À deux mains sur le volant
Neuf mois seulement après sa réélection, les 2 mains sur le volant de la Lexus de l'État du Québec, notre Premier ministre songe à augmenter les taxes et les services. Pour annoncer la mauvaise nouvelle, il utilise les jeunes de sa formation politique. Il annonce la nouvelle, à une population durement appauvrie par les déboires de la Caisse. Et lorsque ça n'a pas suffit, il y a eu les bandits des grands chemins, qui après avoir détroussés leurs victimes, en les invitant à rêver à des Paradis fiscaux, retrouvent leur Liberté après avoir purgés le sixième de leur peine. Où est le chauffeur, on ne voit pas de mains sur le volant?
La table est mise, parce que pour payer davantage, un peuple appauvrit devra économiser quelque part. Où? Pourquoi construire de nouveqaux barrages et endetter davantage le peuple, alors qu'il suffirait d'établir un programme de conversion des systèmes de chauffage électrique pour l'option de la géothermie, entraînant des économies de 70% sur la partie chauffage de la facture d'Hydro-Québec. Si le client économise l'électricité du chauffage, Hydro-Québec n'a plus besoin de construire de barrages pour répondre à quelques jours de grands froids. Le beau dans la géothermie, les emplois ne sont pas concentrés dans deux ou trois villages de la Cote Nord, mais dans toutes les communautés du Québec. Est-ce que les maires vont refuser cette opportunité, en période de chômage dans toutes les municipalités du Québec?

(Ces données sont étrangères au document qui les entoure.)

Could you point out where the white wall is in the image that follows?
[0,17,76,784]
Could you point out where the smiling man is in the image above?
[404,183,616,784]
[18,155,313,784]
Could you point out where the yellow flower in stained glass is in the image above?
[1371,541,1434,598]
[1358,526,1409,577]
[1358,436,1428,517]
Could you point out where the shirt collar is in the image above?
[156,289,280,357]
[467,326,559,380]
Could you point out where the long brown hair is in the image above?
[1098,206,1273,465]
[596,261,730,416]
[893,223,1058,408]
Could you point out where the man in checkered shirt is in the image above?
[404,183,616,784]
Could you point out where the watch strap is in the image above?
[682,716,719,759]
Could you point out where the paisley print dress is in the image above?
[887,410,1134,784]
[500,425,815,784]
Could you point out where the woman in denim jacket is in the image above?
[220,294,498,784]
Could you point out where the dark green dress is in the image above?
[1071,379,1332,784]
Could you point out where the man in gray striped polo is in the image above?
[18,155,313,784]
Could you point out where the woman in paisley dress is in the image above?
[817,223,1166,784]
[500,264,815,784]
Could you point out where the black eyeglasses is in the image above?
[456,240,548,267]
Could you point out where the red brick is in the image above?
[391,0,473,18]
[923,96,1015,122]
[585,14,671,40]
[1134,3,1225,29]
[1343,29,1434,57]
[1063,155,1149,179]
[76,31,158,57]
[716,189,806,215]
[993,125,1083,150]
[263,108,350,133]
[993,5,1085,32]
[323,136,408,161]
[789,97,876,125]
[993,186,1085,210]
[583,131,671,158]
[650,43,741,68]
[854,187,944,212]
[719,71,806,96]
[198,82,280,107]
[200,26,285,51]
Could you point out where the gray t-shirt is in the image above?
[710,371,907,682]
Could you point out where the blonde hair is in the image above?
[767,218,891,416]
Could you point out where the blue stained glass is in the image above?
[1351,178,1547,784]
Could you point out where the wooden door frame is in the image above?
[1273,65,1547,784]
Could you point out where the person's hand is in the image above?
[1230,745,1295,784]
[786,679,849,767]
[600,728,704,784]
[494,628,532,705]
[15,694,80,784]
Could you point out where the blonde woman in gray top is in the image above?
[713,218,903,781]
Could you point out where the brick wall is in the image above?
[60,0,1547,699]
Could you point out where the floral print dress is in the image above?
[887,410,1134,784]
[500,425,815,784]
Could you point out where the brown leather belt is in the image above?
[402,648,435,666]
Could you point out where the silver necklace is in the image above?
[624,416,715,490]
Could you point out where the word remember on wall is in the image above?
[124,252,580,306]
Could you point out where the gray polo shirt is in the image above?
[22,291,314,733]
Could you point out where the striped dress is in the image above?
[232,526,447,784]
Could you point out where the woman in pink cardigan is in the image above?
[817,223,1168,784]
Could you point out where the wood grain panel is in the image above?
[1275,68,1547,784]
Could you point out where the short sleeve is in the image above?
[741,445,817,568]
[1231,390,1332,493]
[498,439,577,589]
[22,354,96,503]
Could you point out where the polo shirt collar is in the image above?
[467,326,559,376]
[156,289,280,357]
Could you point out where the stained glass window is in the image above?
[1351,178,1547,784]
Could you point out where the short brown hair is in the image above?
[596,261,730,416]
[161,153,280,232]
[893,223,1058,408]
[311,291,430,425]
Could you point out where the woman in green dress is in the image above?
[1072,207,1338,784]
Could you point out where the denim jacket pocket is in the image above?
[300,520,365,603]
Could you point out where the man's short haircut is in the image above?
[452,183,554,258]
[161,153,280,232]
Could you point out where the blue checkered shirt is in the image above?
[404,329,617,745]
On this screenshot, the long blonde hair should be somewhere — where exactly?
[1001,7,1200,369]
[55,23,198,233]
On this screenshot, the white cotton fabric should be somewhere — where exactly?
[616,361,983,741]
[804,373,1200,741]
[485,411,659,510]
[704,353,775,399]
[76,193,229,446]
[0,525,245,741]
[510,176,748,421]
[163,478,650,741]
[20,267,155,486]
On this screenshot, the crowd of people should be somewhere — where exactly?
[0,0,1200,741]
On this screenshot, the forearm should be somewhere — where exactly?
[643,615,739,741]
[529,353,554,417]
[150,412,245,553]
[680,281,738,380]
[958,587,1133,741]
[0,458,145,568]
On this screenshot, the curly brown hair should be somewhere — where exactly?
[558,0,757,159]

De plus, à chaque année, les Québécois dépensent 17G$ de carburant pour faire rouler leur voiture. Avec les économies réalisées en éliminant le chauffage à l'électricité, pour l'option créatrice d'emplois que constitue l'option géothermique, les Québécois rouleront en voiture électrique, récupérant ainsi, les dollars qui serviront à payer plus de taxes et la facture grandissante pour les services. Les jeunes libéraux ont manqué d'imagination et ils ont dépensé inutilement leur temps, les 7, 8 et 9 août dernier, dans les Laurentides. Tout au plus, ils se seront payés des vacances, qui risque de coûter cher aux passagers que nous sommes, si on ne tappe pas sur les doigts du chauffeur, au prochain feu rouge.